The time has come for me to take a critical look at an old video rental favorite of mine. The Stepfather stars Terry O’Quinn as a man in search of the perfect family. Now as all of you out there know that is an impossible task. Unfortunately, when O’Quinn’s character realizes that his current family isn’t going to fit his idea of familial bliss he bails and goes in search of a new one. Though unlike most people he doesn’t get a divorce he murders them all instead! We know this because we see him changing his appearance and walking over the bodies of his current family in the opening scenes of the movie.
With that setup we see him married again, now going under the name Jerry Blake, and trying his best to be a good stepfather to Stephanie. Things are going a bit rough, but it looks to be getting better as teenage Stephanie starts to appreciate Jerry. But then the brother of the woman he killed earlier (the first family) convinces the local newspaper to bring the story back up a year after the crime. The jig is up for Jerry and he knows it is only a matter of time before he is found out. Plus, it just isn’t working out with Stephanie and her mother, so it is looking like he needs to try again fresh. Yep, time for more killings.
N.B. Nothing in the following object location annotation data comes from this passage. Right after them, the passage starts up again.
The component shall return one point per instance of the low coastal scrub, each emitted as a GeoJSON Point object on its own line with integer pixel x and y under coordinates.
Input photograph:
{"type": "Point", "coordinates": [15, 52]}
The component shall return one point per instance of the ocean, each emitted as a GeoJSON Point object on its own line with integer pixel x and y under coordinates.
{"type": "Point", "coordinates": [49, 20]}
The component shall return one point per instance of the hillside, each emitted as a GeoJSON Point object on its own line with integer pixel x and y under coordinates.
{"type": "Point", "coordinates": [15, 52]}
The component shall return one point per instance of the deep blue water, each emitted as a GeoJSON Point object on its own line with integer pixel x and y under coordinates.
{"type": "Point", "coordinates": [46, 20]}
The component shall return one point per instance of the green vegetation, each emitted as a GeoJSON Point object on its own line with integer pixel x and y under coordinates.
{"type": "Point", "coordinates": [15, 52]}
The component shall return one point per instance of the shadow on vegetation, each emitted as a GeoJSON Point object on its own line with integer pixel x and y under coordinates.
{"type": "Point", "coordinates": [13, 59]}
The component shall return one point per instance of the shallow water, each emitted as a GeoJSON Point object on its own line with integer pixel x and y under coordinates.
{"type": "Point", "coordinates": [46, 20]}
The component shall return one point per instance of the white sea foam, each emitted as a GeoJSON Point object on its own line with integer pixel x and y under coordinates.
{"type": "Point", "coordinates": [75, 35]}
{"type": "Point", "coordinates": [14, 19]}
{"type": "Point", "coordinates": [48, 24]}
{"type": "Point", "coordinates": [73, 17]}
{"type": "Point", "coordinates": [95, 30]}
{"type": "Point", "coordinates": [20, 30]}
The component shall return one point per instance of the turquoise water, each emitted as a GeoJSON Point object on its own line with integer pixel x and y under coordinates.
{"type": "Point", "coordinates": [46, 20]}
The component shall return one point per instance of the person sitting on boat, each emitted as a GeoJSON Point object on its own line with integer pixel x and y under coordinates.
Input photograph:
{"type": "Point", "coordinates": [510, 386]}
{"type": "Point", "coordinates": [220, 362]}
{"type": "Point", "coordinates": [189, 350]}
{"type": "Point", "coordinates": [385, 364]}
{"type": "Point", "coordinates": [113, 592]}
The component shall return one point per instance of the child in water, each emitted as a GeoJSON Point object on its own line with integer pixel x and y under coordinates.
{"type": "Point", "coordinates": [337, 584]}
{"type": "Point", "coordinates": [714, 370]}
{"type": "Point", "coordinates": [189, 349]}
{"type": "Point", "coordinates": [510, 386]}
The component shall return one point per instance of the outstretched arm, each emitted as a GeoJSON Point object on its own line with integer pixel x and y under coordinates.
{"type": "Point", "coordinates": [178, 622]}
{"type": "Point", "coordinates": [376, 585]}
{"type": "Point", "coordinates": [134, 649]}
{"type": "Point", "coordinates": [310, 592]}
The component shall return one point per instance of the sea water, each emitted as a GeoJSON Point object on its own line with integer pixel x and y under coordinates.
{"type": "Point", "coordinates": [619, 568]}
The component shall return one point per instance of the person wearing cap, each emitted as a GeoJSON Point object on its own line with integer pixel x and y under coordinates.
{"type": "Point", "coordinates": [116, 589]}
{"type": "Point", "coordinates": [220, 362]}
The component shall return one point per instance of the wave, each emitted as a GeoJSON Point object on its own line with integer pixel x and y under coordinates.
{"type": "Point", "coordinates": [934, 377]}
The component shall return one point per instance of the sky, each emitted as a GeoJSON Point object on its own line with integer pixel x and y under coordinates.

Let me start off by shooting down the idea that this is a “classic” of the eighties. The Stepfather is a very good movie but in no way is it on the level of Evil Dead or Re-Animator. Those movies bring a lot to the table and have so many reasons to love them. The Stepfather has one thing going for it and that is Terry O’Quinn as the titular character. He gives one of the best performances in any horror movie from a decade filled with some good ones. There are scenes where he is saying all the “right” things but there is a look in his eyes that tells you he is contemplating the best way to murder you at that very moment. It is subtle and disturbing on so many levels.
|This is one creepy dude|
The character also hardly every raises his voice even when he is stalking and killing people! So, when he does it is used to great effect. Specifically, I’m thinking of the basement scene where he reacts in private to the news article in the paper about the earlier killings, and his total overreaction to Stephanie getting a goodnight kiss. This allows those scenes to be even more powerful than they otherwise would have been because the audience can see the character getting desperate and knows what happens when he feels the need to run away.
Now I don’t want to imply that other than O’Quinn the movie is subpar. The writing does a good job supporting and setting up his performance. The best example of this is a bit early on when he steps over the body of his young daughter that gets called back to several times as he deals with the kids of his clients. They think he is just a charming family man who they can trust, but we know that he flat out murdered a child and thought nothing of it. That brings an additional level of creepy that helps set the tone. My point is that while there are some good things here, they all are either in support of or overshadowed by the main character. Remove him and the rest of it feels rather generic.
|Sure he kills people... but he also is an animal lover.|
Speaking of generic the kills in the movie are disappointing. Other than some fun with a two by four and a stabbing we only see the bodies afterwards. Both of the kills that I mentioned cut away before anything too graphic is seen. Though the lumber inspired beatdown has a brutality to it that was interesting. I know that many might make the point that this isn’t the kind of movie that hangs its hat on a bunch of gore. While I don’t disagree, some good kills would have been a nice addition to The Stepfather and ties back into my original point of not quite reaching the level of classic.
Perhaps I’m splitting hairs with this review. Clearly, I like it and will be recommending the movie. Terry O’Quinn is awesome in the role and that alone is worth a watch. I just have always had this feeling that they could have taken that performance and supported it with a bit more horror in the gore and scares. The Stepfather could have been a bona fide classic but ended up as a very good movie instead.